Marinha explicita visão deformada dos militares e insulta governo e população civil
"O mínimo a se esperar é que a Marinha retire de circulação o vídeo ultrajante e peça desculpas à sociedade brasileira", escreve Jeferson Miola
É indesculpável o vídeo da Marinha que classifica os civis como folgados e privilegiados, enquanto considera os militares pessoas sacrificadas na missão de proteger o país, o que nem no mais delirante pesadelo pode ser levado a sério.
Trata-se de um grave insulto à população civil e ao governo. A gravidade é ainda maior porque o vídeo não é uma iniciativa isolada de algum militar tresloucado, mas é uma peça de publicidade institucional, decidida nos canais oficias do Comando da Marinha.
Segundo o site Sociedade Militar, dedicado a questões militares, o vídeo publicitário foi “lançado nesse domingo [1/12], na presença do Comandante da Marinha [almirante Marcos Sampaio Olsen] e de outras autoridades militares”.
“Divulgado poucos dias após anúncios de cortes orçamentários e medidas para redução de benefícios militares, a peça buscava destacar o trabalho dos militares, contrastando-o com momentos de lazer de civis, e encerra com o provocativo questionamento: ‘Privilégios? Vem para a Marinha’”, registra a reportagem.
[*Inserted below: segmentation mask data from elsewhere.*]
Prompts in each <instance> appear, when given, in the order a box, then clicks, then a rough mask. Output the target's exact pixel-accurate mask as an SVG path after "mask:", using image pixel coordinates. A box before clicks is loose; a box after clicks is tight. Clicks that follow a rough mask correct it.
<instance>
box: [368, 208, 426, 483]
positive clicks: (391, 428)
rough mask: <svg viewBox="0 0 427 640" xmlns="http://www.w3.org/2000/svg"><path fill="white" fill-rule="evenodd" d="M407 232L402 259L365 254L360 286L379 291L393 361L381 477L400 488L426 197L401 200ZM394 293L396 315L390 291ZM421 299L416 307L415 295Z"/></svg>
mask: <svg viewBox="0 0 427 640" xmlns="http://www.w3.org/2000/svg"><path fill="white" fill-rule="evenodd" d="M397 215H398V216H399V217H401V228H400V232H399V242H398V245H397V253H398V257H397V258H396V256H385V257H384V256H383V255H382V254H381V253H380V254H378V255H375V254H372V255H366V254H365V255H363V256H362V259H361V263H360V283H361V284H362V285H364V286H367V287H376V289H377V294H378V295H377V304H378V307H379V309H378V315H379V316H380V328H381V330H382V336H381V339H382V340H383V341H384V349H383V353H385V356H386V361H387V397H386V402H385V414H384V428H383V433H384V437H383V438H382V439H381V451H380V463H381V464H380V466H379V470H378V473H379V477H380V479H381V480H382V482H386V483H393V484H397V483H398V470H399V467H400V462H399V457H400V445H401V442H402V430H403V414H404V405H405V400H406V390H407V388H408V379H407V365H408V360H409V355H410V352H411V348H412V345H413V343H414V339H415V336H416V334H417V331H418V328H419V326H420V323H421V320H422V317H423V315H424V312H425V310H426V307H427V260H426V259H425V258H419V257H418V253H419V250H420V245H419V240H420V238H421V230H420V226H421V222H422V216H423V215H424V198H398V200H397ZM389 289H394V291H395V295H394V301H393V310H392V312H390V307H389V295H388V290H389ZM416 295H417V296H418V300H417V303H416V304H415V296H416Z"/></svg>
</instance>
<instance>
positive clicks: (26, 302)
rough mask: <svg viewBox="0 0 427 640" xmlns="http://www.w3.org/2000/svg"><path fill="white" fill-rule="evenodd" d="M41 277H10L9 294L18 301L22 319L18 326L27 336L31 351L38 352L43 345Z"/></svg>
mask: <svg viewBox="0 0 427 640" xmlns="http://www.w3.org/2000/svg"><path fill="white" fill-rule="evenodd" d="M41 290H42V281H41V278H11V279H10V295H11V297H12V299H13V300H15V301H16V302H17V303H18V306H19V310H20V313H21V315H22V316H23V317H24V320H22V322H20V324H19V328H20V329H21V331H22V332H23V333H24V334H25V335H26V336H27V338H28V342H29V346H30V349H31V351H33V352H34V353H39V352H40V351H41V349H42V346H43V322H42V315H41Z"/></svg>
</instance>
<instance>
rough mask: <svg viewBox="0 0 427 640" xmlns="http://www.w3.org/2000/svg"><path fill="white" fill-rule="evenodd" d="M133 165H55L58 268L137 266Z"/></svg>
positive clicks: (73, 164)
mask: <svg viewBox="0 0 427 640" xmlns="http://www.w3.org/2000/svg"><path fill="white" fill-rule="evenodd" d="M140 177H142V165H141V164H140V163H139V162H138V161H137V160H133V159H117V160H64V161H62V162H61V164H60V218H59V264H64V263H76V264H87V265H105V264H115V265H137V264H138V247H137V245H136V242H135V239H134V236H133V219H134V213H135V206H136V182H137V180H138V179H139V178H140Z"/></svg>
De acordo com o site, a publicação teve efeito inverso ao desejado, com enorme indignação entre os comentários feitos na rede social da Marinha – “78% das reações foram negativas, 10% positivas e 12% neutras”.
No fundo, o conteúdo do vídeo não chega mesmo a surpreender, pois traduz exatamente a visão militar, historicamente deformada, de que são eles, e somente eles, os fardados, que podem conduzir os destinos do país, porque os paisanos são corruptos, incompetentes, incapazes.
Como mensagem subliminar, o vídeo traz essa visão de tutela dos militares sobre o sistema político e o regime civil.
O general Mourão, vice de Bolsonaro, na campanha de 2018 resumiu bem essa perspectiva doutrinária quando disse que o brasileiro é um povo preguiçoso, malandro e vadio devido às suas raízes indígena e negra. Esta é uma síntese da visão dos militares sobre o povo brasileiro, considerado inimigo interno a ser combatido.
No mérito, o pleito dos militares veiculado no vídeo também é inadmissível.
Eles pretendem manter uma série de privilégios que são verdadeiras obscenidades, como a pensão vitalícia e com salário integral para falsas viúvas de militares vivos e expulsos das Forças Armadas por crimes cometidos.
Ou, então, as pensões vitalícias para filhas de militares. Há casos fraudulentos, como o da neta do general Ernesto Garrastazu Médici, adotada como filha pelo ditador sanguinário em 1985, meses antes de ele morrer, mesmo tendo ela os pais vivos.
Com o óbito da avó em 2003, desde fevereiro daquele ano a neta do ditador recebe uma pensão mensal de R$ 36.562,40 a valores de agosto passado.
Além disso, não se conhece servidor público civil e trabalhadores civis do Regime Geral da Previdência Social que consiga se aposentar com menos de 50 anos de idade, como acontece com os militares.
Funcionários públicos civis precisam comprar seus próprios uniformes, arcar com suas moradias, alimentação, educação dos filhos e demais necessidades cotidianas, uma realidade muito distinta das regalias na caserna.
Seria ocioso esperar do ministro da Defesa José Múcio Monteiro a atitude que este episódio exige, mas o mínimo a se esperar é que a Marinha retire de circulação o vídeo ultrajante e peça desculpas à sociedade brasileira.
É a imensa maioria trabalhadora do Brasil que, com seus impostos, sustenta o orçamento das Forças Armadas que destina quase R$ 90 bilhões por ano, cerca de 87% do total, só para pagar despesas de pessoal, a maioria de aposentados [reservistas] e pensionistas.
* Este é um artigo de opinião, de responsabilidade do autor, e não reflete a opinião do Brasil 247.